Par leur jeunesse, les dirigeants médiatiques de SOS Racisme bénéficient aussi d’une présomption d ‘innocence : ils sont censés incarner une «génération morale», rafraîchissant ainsi le débat politique en y infusant la générosité. François Mitterrand les utilise pour élever une digue morale autour du Front national dans le seul but de tétaniser la droite classique qui travaille bientôt à sa propre décontamination. Les régimes totalitaires ont toujours jeté les jeunes contre leurs aînés.

Bientôt, le magazine Globe, créé en 1983, va résumer la philosophie de SOS Racisme dans l’éditorial de son premier numéro, cosigné par Georges-Marc Benamou, Bernard-Henri Lévy et Pierre Bergé : « Bien sûr, nous sommes résolument cosmopolites. Bien sûr, tout ce qui est terroir, bourrées, binious, bref, franchouillard ou cocardier, nous est étranger, voire odieux.«

Pierre Desproges s’amusera de ce serment asymétrique :

« J’adhérerai à SOS-Racisme quand ils mettront un S à Racisme ! Il y a des racistes noirs arabes, juifs, chinois et même des ocre-crème et des anthracite-argenté. Mais à SOS-Machin, ils ne fustigent que le Berrichon de base ou le Parisien-baguette. C’est sectaire. »

Je ferai d’ailleurs les frais de ce sectarisme tranquille des gardiens de la Vertu. Avec une hauteur insultante, Bernard-Henri Lévy me reprochera un jour … d’exister. Il considère que quiconque aime sa patrie constitue un danger et que tout devient alors permis quand il s’agit de pratiquer la salubrité publique. La France doit se taire, elle a mauvaise haleine, la tripe vilaine, le regard infesté, la bouche empuantie. Elle est le Mal absolu, le ventre fécond qui a enfanté la Bête immonde. […]

La doctrine de B.H.L., si on l’examine bien, nous fait franchir un cran : puisque la France, à travers ses expressions les plus intimes, charrie des vomissures barbares, comme les diables brûlants crachent des laves rougeoyantes, il faut la condamner, la mettre au ban de la civilisation. Il faut qu’elle batte sa coulpe, qu’elle s’excuse d’exister. Un homme politique qui resterait juché sur son Aventin, soucieux d’une France en altitude, et que les Autorités morales surprendraient à cheminer sur la colline inspirée de Lorraine ou à chercher, dans l’horizon des blés d’or, les flèches de Chartres, ne serait pas digne d’accéder aux fonctions les plus élevées de la République. B.H.L. ne le tolérerait pas.

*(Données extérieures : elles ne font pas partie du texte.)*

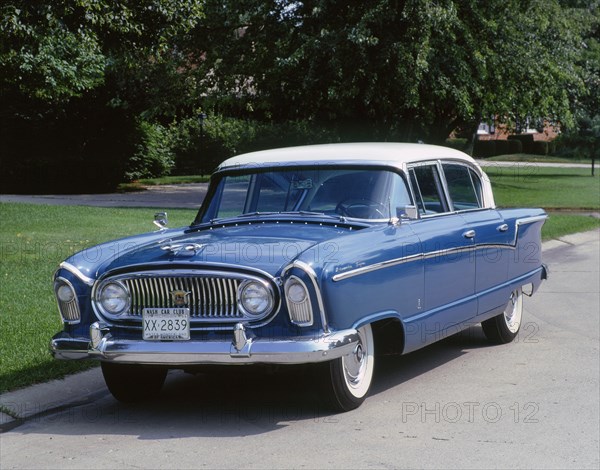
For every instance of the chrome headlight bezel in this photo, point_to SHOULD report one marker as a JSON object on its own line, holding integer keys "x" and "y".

Depuis que SOS Racisme a vu le jour, la haine raciale ne s’est jamais aussi bien portée et n’a jamais été aussi violente. Certains linguistes qui ont étudié l’intitulé du mouvement y ont détecté un lapsus révélateur : ces gens-là s’agitent pour secourir l’objet même de leur détestation. Quand on lance un SOS, c’est pour sauver les espèces qu’on juge menacées, les dauphins, le thon rouge, les libellules … SOS Animaux vise à sauver les bêtes abandonnées, SOS Grand Bleu à défendre la faune et la flore en Méditerranée.

En fait, la confusion n’est que d’apparence. C’est presque un acte manqué. Sous couvert d’antiracisme, SOS Racisme sauve le racisme. Fabriquer des racistes pour pouvoir mieux les dénoncer. Provoquer et nourrir la haine pour s’en repaître. Dénoncer le Front national et le faire prospérer.